Often, a specific reason for the congenital heart valve problem cannot be determined. However, researchers believe that many cases are caused by genetic (inherited) factors. This is because there is a higher risk of valve abnormalities in the parents and siblings of affected newborns, compared with the overall risk of less than in the general population. Sometimes, the heart defect is related to health or environmental factors that affected the mother during pregnancy.
A heart valve problem is acquired if it occurs in a valve that was structurally normal at birth. Some causes of acquired heart valve problems include:
Rheumatic fever, an inflammatory illness that may follow an untreated strep throat infection
Endocarditis, inflammation and infection of the heart valves
Idiopathic calcific aortic stenosis, a degenerative condition seen primarily in the elderly, in which the aortic valve cusps become thickened, fused and infiltrated with calcium
Connective tissue disorders, such as Marfan's syndrome
Heart valve problems affect each valve in a slightly different way.
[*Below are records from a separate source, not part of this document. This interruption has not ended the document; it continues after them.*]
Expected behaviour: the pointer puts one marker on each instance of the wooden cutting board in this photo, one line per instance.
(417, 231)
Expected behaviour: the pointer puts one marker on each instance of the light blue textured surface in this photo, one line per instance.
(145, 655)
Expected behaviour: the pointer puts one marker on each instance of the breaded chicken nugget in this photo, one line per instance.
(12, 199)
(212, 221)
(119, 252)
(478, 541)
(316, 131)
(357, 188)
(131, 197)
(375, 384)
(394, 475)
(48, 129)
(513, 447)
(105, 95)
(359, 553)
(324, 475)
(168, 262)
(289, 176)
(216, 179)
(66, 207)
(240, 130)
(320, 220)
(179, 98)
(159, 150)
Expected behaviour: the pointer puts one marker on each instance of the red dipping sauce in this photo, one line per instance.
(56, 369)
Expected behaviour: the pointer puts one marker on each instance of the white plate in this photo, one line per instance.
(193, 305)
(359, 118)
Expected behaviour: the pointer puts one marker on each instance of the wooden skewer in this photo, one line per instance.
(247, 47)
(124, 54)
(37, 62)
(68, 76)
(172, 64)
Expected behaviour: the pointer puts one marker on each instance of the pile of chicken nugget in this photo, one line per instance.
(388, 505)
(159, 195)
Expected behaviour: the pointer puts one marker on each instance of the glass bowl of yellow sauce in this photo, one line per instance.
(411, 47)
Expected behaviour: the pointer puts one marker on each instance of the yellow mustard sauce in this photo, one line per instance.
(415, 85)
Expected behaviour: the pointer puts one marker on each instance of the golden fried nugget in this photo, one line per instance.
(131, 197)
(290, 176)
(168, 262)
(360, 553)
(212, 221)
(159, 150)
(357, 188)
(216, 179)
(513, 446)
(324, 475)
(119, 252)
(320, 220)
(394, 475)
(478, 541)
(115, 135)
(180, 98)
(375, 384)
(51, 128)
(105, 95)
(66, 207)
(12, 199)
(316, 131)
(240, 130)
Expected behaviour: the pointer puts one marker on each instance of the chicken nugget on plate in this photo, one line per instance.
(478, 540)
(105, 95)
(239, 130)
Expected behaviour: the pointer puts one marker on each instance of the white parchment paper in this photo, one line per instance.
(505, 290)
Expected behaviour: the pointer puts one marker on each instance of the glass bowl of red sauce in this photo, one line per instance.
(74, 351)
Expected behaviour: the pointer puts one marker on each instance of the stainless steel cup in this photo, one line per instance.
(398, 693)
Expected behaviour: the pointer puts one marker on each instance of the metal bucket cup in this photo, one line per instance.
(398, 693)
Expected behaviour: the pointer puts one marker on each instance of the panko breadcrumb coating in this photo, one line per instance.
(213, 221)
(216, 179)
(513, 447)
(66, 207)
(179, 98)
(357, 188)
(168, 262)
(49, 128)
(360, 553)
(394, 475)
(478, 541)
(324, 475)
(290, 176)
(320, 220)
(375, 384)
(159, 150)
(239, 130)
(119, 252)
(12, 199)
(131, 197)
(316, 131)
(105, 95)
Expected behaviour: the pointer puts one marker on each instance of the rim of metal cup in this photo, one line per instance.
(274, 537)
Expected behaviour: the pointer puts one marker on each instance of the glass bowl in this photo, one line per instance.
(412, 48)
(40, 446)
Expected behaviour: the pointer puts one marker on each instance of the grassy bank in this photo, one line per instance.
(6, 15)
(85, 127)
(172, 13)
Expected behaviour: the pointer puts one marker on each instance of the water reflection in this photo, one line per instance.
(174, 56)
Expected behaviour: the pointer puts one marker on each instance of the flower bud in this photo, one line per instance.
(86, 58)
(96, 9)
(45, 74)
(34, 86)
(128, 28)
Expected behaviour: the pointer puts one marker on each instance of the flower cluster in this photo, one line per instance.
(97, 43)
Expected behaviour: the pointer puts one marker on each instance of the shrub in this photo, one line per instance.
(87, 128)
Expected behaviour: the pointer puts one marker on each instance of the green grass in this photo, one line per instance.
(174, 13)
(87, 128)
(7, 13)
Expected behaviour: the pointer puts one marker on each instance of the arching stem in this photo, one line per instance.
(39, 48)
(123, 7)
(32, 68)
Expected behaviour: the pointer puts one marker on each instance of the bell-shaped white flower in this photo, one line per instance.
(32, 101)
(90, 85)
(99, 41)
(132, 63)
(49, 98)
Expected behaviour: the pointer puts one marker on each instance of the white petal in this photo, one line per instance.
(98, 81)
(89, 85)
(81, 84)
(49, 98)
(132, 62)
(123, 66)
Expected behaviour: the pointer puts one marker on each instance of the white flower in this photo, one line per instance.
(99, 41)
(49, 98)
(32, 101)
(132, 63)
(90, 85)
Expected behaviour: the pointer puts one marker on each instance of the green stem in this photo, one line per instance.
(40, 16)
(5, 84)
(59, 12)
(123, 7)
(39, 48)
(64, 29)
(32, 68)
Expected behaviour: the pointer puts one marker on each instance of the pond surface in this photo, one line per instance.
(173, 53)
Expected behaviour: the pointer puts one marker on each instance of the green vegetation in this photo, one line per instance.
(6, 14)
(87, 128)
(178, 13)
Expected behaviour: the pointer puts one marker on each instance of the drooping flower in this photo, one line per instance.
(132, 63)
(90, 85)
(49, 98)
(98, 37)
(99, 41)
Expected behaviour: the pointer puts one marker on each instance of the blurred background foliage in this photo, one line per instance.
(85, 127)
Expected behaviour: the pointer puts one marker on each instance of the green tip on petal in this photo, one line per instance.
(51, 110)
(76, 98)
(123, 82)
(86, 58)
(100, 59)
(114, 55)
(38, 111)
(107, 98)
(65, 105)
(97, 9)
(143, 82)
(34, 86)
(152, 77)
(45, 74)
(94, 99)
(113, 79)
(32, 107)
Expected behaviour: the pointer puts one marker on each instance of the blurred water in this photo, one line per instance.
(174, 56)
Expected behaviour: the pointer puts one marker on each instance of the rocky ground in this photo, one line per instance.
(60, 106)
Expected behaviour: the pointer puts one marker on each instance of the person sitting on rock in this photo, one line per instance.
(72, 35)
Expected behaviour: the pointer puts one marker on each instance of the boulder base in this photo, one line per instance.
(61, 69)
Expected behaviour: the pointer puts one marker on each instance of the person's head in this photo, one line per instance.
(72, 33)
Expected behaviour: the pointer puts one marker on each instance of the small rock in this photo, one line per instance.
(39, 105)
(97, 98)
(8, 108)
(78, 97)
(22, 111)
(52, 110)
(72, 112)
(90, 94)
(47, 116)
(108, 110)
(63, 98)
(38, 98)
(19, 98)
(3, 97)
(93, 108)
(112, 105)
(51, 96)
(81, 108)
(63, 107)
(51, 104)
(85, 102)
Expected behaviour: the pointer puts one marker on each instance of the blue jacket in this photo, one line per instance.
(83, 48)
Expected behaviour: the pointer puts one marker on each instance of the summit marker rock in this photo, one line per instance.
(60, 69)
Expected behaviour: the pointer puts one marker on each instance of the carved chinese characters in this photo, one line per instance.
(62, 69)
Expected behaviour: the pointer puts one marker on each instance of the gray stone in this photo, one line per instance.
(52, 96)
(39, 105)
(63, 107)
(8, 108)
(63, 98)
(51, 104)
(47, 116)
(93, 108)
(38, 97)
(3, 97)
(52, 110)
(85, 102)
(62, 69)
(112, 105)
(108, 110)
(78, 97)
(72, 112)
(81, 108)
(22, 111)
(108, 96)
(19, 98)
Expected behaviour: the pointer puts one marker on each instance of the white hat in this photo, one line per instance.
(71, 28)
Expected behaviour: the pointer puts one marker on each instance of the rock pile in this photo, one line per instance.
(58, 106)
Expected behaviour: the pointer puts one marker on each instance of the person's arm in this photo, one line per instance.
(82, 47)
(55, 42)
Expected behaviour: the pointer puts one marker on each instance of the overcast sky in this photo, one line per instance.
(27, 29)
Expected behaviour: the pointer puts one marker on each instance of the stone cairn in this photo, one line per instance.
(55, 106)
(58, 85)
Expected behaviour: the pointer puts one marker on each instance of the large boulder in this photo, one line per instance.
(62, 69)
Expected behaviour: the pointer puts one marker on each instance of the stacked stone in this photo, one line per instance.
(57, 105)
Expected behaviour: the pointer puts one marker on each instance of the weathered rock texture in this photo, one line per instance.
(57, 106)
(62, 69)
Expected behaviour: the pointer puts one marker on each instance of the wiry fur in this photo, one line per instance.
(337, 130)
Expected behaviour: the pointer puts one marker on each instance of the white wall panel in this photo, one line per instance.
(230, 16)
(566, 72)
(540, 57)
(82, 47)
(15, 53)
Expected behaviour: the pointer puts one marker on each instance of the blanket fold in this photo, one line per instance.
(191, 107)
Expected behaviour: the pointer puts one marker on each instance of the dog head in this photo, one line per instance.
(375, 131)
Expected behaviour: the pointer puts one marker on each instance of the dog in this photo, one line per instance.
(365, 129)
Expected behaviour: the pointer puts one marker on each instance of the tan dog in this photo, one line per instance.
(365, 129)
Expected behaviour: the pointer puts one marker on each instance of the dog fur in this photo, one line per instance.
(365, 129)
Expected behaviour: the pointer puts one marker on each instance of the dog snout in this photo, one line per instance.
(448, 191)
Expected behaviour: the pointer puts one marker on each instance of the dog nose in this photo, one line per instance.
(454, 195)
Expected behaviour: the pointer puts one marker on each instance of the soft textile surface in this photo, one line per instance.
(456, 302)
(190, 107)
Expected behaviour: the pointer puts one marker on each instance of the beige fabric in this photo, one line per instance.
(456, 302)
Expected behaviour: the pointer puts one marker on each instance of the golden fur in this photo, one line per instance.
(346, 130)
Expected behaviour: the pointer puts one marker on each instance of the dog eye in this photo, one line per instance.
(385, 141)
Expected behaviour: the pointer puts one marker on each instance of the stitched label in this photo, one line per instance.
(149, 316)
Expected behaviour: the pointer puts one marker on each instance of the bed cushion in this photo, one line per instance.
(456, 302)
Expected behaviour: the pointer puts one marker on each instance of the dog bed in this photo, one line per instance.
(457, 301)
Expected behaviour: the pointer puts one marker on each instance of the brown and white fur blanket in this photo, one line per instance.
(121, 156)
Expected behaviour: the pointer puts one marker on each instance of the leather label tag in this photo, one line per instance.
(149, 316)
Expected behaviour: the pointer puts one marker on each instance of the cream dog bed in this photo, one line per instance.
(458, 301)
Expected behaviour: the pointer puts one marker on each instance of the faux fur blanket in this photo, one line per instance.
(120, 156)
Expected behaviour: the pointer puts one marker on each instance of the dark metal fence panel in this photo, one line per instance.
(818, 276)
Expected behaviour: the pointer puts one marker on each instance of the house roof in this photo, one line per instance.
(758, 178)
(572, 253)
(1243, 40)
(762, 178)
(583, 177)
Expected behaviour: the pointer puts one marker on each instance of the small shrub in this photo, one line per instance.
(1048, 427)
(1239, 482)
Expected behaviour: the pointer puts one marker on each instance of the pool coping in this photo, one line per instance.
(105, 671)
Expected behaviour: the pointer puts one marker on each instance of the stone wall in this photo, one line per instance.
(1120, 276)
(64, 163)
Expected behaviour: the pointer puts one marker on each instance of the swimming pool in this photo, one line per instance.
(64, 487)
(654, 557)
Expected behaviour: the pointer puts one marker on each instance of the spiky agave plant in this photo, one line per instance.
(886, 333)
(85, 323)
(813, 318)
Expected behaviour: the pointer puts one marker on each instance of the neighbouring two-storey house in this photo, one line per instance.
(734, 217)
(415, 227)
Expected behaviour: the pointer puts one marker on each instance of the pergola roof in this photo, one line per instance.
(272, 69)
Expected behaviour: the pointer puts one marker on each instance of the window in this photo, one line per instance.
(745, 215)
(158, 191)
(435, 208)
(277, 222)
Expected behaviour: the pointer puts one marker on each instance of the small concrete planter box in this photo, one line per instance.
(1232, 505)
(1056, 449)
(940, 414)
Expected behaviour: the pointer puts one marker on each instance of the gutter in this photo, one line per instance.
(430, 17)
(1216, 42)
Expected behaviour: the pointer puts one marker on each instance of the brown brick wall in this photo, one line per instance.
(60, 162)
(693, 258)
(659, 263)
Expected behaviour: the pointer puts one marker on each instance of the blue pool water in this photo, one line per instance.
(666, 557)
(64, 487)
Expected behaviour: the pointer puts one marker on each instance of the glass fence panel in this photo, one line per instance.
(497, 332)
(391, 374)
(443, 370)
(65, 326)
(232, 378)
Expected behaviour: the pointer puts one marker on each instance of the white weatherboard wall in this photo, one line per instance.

The aortic valve opens to allow blood to pass from the left ventricle to the aorta, the massive blood vessel that directs oxygenated blood from the heart to the rest of the body. Disorders of this valve include:
Congenital aortic stenosis – When a child is born with congenital aortic stenosis, the problem is usually a bicuspid aortic valve, meaning the valve has two flaps instead of the usual three. In about 10% of affected newborns, the aortic valve is so narrow that the child develops severe cardiac symptoms within in the first year of life. In the remaining 90%, congenital aortic stenosis is discovered when a heart murmur is found during a physical examination or a person develops symptoms later in life.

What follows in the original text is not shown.